Vinte anos depois de sua estreia, a série icônica retorna em um programa especial no Disney+, trazendo nostalgia, emoção e bastidores inéditos do fenômeno global.
Duas décadas após conquistar o público com sua peruca loira e a icônica vida dupla, Hannah Montana se prepara para um retorno especial e cheio de significado. A produção ganha uma edição comemorativa que será lançada no dia 24 de março, exatamente na data que marcou sua estreia, reacendendo a memória afetiva de uma geração inteira.

Logo nas primeiras imagens divulgadas, o clima é familiar: risadas em estúdio, trocas de olhares cúmplices e aquela atmosfera leve que transformou a série em um verdadeiro marco cultural. Mas, mais do que um exercício de nostalgia, o especial mergulha profundamente na história por trás do fenômeno, conduzido pela própria Miley Cyrus. Em uma entrevista íntima, a artista revisita com sensibilidade e maturidade a criação da personagem que definiu sua carreira e impactou a cultura pop global.

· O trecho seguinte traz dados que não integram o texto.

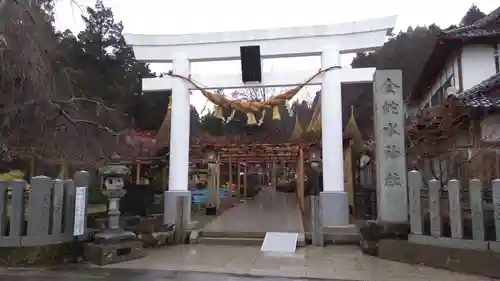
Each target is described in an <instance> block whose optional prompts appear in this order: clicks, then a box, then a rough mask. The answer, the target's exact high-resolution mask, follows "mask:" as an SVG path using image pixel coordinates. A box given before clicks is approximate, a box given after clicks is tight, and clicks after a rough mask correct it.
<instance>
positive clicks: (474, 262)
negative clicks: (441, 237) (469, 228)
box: [378, 239, 500, 280]
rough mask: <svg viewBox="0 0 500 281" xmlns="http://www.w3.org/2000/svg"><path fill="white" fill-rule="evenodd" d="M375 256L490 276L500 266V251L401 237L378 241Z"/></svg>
mask: <svg viewBox="0 0 500 281" xmlns="http://www.w3.org/2000/svg"><path fill="white" fill-rule="evenodd" d="M378 256H379V257H380V258H384V259H389V260H394V261H399V262H406V263H411V264H418V265H426V266H432V267H436V268H443V269H448V270H451V271H455V272H461V273H466V274H473V275H480V276H485V277H490V278H500V267H498V264H499V263H500V254H497V253H494V252H491V251H478V250H471V249H457V248H449V247H442V246H436V245H428V244H427V245H426V244H417V243H411V242H409V241H404V240H389V239H383V240H380V241H379V242H378ZM436 280H442V279H441V278H440V279H436ZM450 280H451V279H450ZM453 280H458V278H454V279H453ZM476 280H481V279H476Z"/></svg>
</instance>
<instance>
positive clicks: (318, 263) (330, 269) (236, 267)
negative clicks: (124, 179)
mask: <svg viewBox="0 0 500 281" xmlns="http://www.w3.org/2000/svg"><path fill="white" fill-rule="evenodd" d="M429 254H432V253H429ZM105 268H123V269H148V270H181V271H189V272H210V273H221V274H222V273H224V274H244V275H255V276H266V277H288V278H297V277H302V278H304V277H305V278H326V279H328V280H363V281H398V280H401V281H403V280H404V281H429V280H432V281H434V280H435V281H478V280H490V279H488V278H483V277H475V276H468V275H464V274H458V273H452V272H449V271H446V270H440V269H433V268H429V267H425V266H414V265H409V264H405V263H399V262H392V261H387V260H382V259H378V258H375V257H371V256H367V255H363V254H362V253H361V252H360V251H359V248H358V247H357V246H329V247H325V248H316V247H305V248H299V249H298V250H297V252H296V253H295V254H294V255H293V256H288V257H272V256H266V255H265V254H264V253H262V252H260V248H259V247H241V246H214V245H181V246H173V247H166V248H161V249H154V250H151V251H150V253H149V256H148V257H145V258H143V259H140V260H135V261H129V262H124V263H120V264H114V265H108V266H105ZM220 280H221V281H222V280H226V279H220ZM236 280H237V279H236Z"/></svg>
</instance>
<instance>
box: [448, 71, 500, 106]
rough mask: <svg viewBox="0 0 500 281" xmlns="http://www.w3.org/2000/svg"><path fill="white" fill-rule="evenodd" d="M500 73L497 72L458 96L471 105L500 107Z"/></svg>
mask: <svg viewBox="0 0 500 281" xmlns="http://www.w3.org/2000/svg"><path fill="white" fill-rule="evenodd" d="M495 89H500V73H497V74H495V75H493V76H491V77H490V78H488V79H486V80H484V81H483V82H481V83H479V84H477V85H476V86H474V87H472V88H470V89H469V90H467V91H465V92H464V93H462V94H461V95H459V96H458V97H457V98H458V99H460V100H462V102H463V103H464V104H465V105H466V106H470V107H498V108H500V93H498V92H497V91H494V90H495Z"/></svg>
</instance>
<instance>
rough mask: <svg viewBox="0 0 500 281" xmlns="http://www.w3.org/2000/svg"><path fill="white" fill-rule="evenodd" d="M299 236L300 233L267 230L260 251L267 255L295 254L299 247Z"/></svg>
mask: <svg viewBox="0 0 500 281" xmlns="http://www.w3.org/2000/svg"><path fill="white" fill-rule="evenodd" d="M298 238H299V234H298V233H290V232H267V233H266V236H265V237H264V242H263V243H262V247H261V248H260V251H261V252H264V253H265V254H266V255H268V254H269V255H277V256H283V255H290V254H292V255H293V254H294V253H295V250H296V248H297V239H298Z"/></svg>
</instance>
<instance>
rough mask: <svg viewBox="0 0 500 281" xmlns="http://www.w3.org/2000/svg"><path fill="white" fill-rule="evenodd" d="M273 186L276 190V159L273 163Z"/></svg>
mask: <svg viewBox="0 0 500 281" xmlns="http://www.w3.org/2000/svg"><path fill="white" fill-rule="evenodd" d="M271 186H272V188H273V189H275V190H276V160H273V163H272V164H271Z"/></svg>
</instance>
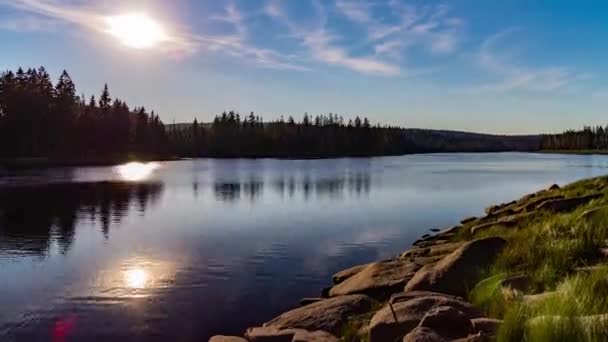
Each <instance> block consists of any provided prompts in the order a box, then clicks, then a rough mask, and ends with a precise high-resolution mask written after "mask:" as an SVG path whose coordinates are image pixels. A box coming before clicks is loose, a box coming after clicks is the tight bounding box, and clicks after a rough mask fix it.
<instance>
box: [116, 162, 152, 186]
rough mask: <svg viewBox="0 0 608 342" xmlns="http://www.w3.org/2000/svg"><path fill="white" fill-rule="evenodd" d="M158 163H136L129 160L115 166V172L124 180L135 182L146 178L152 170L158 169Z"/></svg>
mask: <svg viewBox="0 0 608 342" xmlns="http://www.w3.org/2000/svg"><path fill="white" fill-rule="evenodd" d="M159 167H160V165H159V164H158V163H138V162H131V163H128V164H124V165H119V166H117V167H116V168H115V170H116V172H118V174H119V175H120V177H121V178H122V179H123V180H125V181H131V182H137V181H142V180H145V179H148V178H149V177H150V175H152V173H153V172H154V170H156V169H158V168H159Z"/></svg>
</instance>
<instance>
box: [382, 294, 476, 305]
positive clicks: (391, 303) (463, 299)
mask: <svg viewBox="0 0 608 342" xmlns="http://www.w3.org/2000/svg"><path fill="white" fill-rule="evenodd" d="M421 297H444V298H450V299H454V300H459V301H462V302H464V298H462V297H458V296H452V295H449V294H445V293H439V292H431V291H410V292H399V293H395V294H393V295H392V296H391V298H390V300H389V302H390V303H391V304H395V303H400V302H407V301H408V300H412V299H415V298H421Z"/></svg>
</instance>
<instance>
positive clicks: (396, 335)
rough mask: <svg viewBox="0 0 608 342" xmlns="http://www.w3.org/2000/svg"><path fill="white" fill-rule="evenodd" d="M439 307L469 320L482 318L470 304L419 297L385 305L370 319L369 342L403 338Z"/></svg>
mask: <svg viewBox="0 0 608 342" xmlns="http://www.w3.org/2000/svg"><path fill="white" fill-rule="evenodd" d="M441 306H450V307H453V308H456V309H458V310H460V311H462V312H463V313H464V314H465V315H467V317H469V319H470V318H477V317H482V316H483V315H482V313H481V311H479V310H478V309H477V308H475V307H474V306H473V305H472V304H470V303H467V302H464V301H461V300H455V299H452V298H448V297H443V296H428V297H419V298H414V299H411V300H408V301H405V302H397V303H395V304H392V305H388V304H387V305H385V306H384V307H383V308H382V309H380V310H378V311H377V312H376V313H375V314H374V316H373V317H372V320H371V322H370V325H369V338H370V342H381V341H395V340H397V339H398V338H401V337H402V336H405V335H406V334H408V333H409V332H410V331H412V330H413V329H414V328H416V327H417V326H418V324H419V323H420V321H421V320H422V318H423V317H424V316H425V315H426V313H427V312H429V311H430V310H431V309H433V308H436V307H441Z"/></svg>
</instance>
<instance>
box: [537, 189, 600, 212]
mask: <svg viewBox="0 0 608 342" xmlns="http://www.w3.org/2000/svg"><path fill="white" fill-rule="evenodd" d="M601 196H602V195H601V194H593V195H587V196H581V197H573V198H564V199H555V200H550V201H546V202H543V203H541V204H539V205H538V207H536V208H537V209H538V210H547V211H554V212H558V213H561V212H567V211H571V210H574V209H575V208H576V207H579V206H581V205H584V204H587V203H589V202H591V201H592V200H594V199H596V198H599V197H601Z"/></svg>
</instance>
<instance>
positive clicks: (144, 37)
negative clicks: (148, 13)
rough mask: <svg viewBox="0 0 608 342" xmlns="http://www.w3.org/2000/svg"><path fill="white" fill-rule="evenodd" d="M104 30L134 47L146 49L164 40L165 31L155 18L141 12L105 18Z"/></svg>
mask: <svg viewBox="0 0 608 342" xmlns="http://www.w3.org/2000/svg"><path fill="white" fill-rule="evenodd" d="M106 25H107V28H106V32H107V33H109V34H110V35H112V36H114V37H116V38H118V40H120V42H121V43H122V44H124V45H126V46H128V47H131V48H135V49H147V48H151V47H154V46H157V45H158V44H160V43H162V42H163V41H166V40H167V39H168V36H167V33H166V32H165V29H164V28H163V26H162V25H161V24H160V23H158V22H157V21H156V20H154V19H152V18H150V17H149V16H148V15H146V14H143V13H128V14H121V15H114V16H110V17H107V18H106Z"/></svg>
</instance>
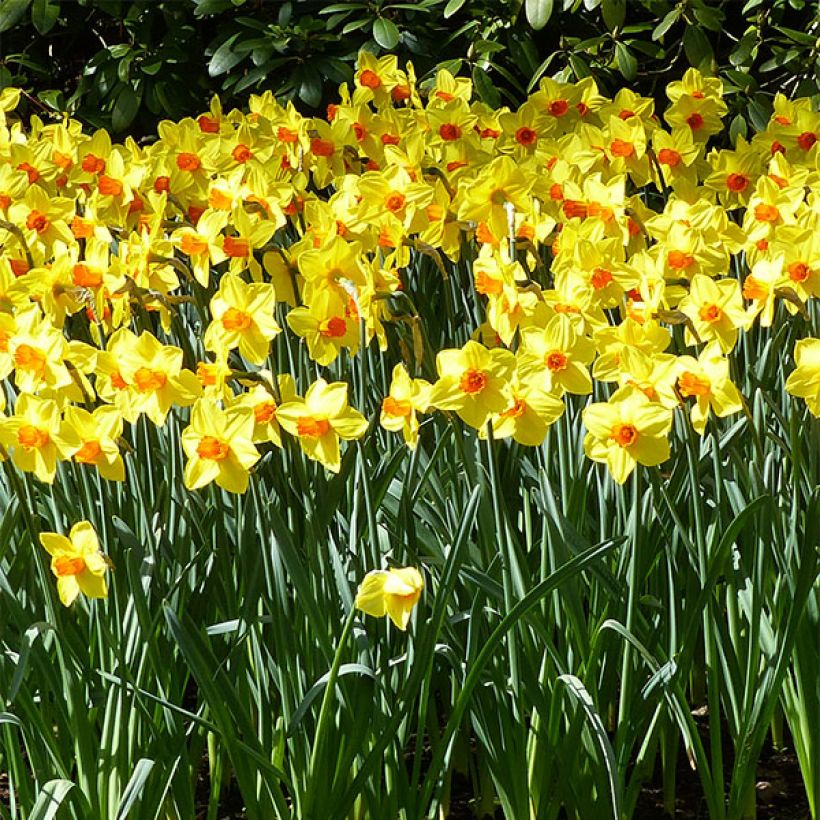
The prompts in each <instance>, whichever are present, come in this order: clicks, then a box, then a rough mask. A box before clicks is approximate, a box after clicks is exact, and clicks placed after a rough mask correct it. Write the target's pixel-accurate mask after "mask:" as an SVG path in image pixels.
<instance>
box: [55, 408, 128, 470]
mask: <svg viewBox="0 0 820 820" xmlns="http://www.w3.org/2000/svg"><path fill="white" fill-rule="evenodd" d="M64 417H65V421H66V424H68V425H69V427H71V428H72V429H73V430H74V432H75V433H76V434H77V436H78V438H79V439H80V441H81V445H80V449H79V450H77V452H76V453H74V461H77V462H79V463H80V464H91V465H93V466H94V467H96V468H97V471H98V472H99V474H100V475H101V476H102V477H103V478H106V479H108V480H109V481H124V480H125V465H124V463H123V460H122V455H121V454H120V448H119V447H118V446H117V439H118V438H119V437H120V436H121V435H122V422H123V419H122V415H120V412H119V411H118V410H117V408H116V407H113V406H112V405H104V406H102V407H97V408H96V409H95V410H94V411H93V412H92V413H89V412H88V410H85V409H83V408H82V407H75V406H73V405H72V406H70V407H66V409H65V414H64Z"/></svg>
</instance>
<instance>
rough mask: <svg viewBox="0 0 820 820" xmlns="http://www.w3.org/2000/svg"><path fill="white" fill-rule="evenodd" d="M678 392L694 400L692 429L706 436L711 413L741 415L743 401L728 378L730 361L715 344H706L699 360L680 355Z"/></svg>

Gravado diante de uma plateia ao vivo, o programa aposta em uma experiência quase teatral, onde passado e presente se encontram. Cenários emblemáticos — como a sala da família Stewart e o icônico closet de Hannah — foram recriados especialmente para a ocasião, evocando lembranças que permanecem vivas no imaginário coletivo. O especial também traz imagens de arquivo inéditas, revelando bastidores de um sucesso que, à época, ninguém poderia prever.

À frente da condução está Alex Cooper, que guia o público por uma narrativa envolvente entre memórias e novas descobertas. Ao lado de uma equipe de produção experiente, incluindo Tish Cyrus-Purcell e Matt Kaplan, o projeto equilibra emoção e contemporaneidade, mantendo intacta a essência que consagrou a série.

Mesmo após tantos anos, o fenômeno Hannah Montana nunca deixou de existir. Disponível no Disney+, a produção continua a atrair espectadores ao redor do mundo, acumulando mais de meio bilhão de horas assistidas. Um feito que reforça a força de uma narrativa universal sobre juventude, sonhos e a eterna busca por identidade — temas que seguem tão atuais quanto no dia em que tudo começou.